SIOP 2025 Conference

As has been my routine for the last several years, I attended the annual Society for Industrial Organizational Psychology conference in Denver. The purpose is two-fold: networking and learning. On the points regarding learning, I can say that I've learned a few new techniques that could prove valuable:

Learnings:

  • Social Network Analyses, or SNA for short, have to do with the graph capability of networking to provide useful information concerning some business-related phenomena. This could be anything ranging from job movement, to visualizing an organizational hierarchy, to mapping the e-mail patterns of the corporate executive team. It's surprising to me that SNA is not being leaned into more at SIOP, especially concerning that SNA can effectively model communication patterns and solve for rather complex issues such as succession planning.
  • Metrics. You thought us I/O Psychologists have figured it all out with regards to custom metrics, but we are far from that truth. There was a couple presentations on new metrics being constructed at ZScaler concerning time-to-fill for volume hiring, and at Dropbox for answering the business question, "is SWE talent only available for hire in the Bay area?". Therefore, the metrics here deal with job performance and hiring times.
  • Another session proposed the idea of letting an LLM serve as a proxy for item-related performance and statistics. There was promising performance utilizing a BERT model for item generation. Everything doesn't always have to require the state of the art performance from the latest and greatest LLM. Let's not forget the tools from the (not so) distant past.
  • Finally, one session was a very hands-on application of building an R shiny app and deploying it to AWS. I've saved the instructions step-by-step, because I have a few currently offline shiny apps that I'd like to upload to my website in order to showcase some previous work. As I work through these pieces, it is becoming more and more necessary for me to learn the basics concerning AWS, as this will serve as my general hosting area for these (and future) projects.
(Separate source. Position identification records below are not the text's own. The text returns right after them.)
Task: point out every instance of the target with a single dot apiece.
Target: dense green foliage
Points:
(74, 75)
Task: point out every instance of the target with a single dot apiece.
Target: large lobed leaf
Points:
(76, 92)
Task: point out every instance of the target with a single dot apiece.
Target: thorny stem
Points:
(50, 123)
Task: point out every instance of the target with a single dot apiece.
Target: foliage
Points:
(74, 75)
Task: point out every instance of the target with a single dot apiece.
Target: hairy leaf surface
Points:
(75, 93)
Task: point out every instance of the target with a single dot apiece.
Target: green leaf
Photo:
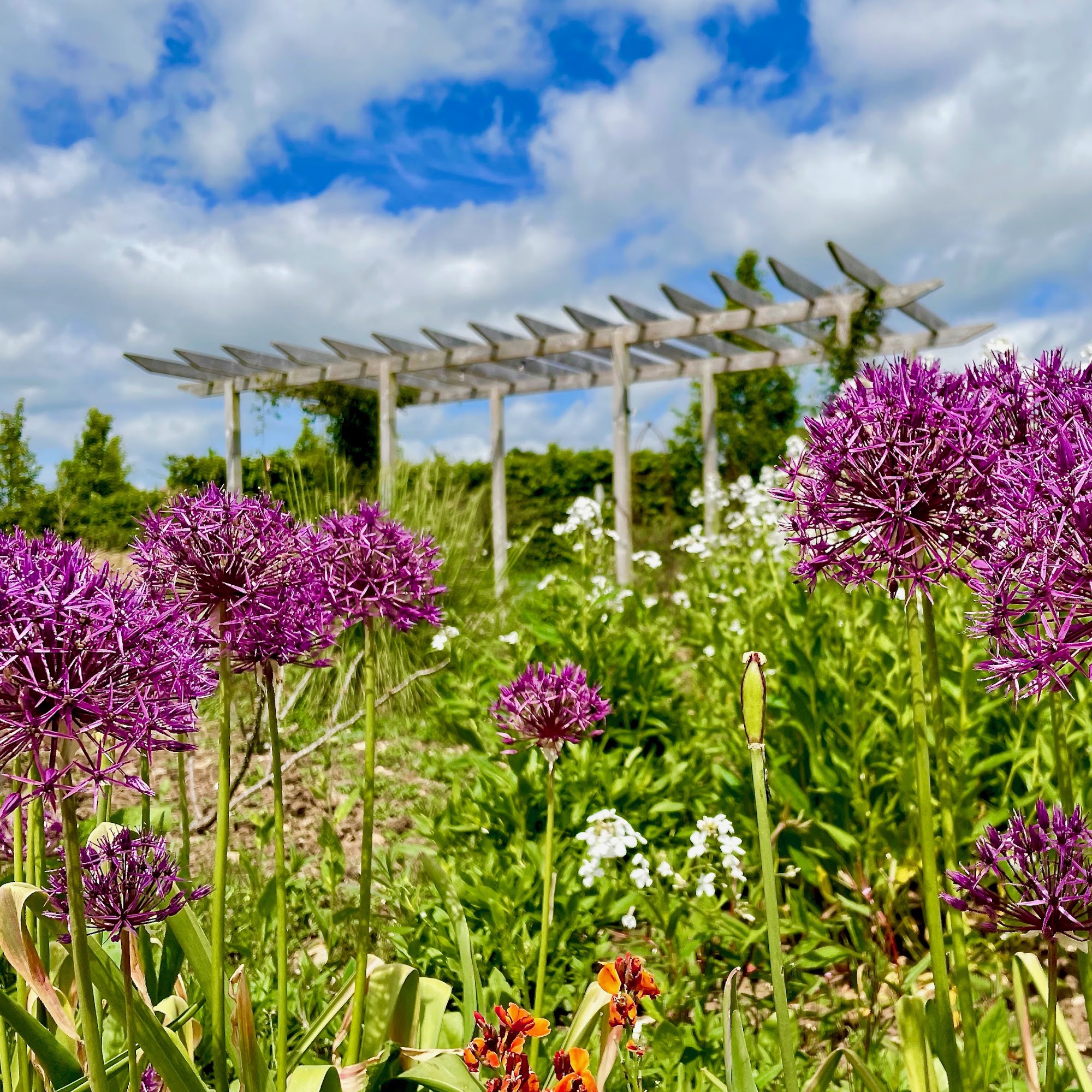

The networking at SIOP simply cannot not be found anywhere else. The energy, enthusiasm and willingness of people to chat makes the event a truly melting pot for ideas across industries, while also bolstering your contact list in general.

In the past, I did a bit of volunteering for SIOP and stood up an R Shiny Dashboard for Membership Analytics, however, when mandatory retirement (after 3 years) came around, I hardly had anybody to pass the project (and the enthusiasm) too. Perhaps it's time to revisit the volunteering opportunities at SIOP.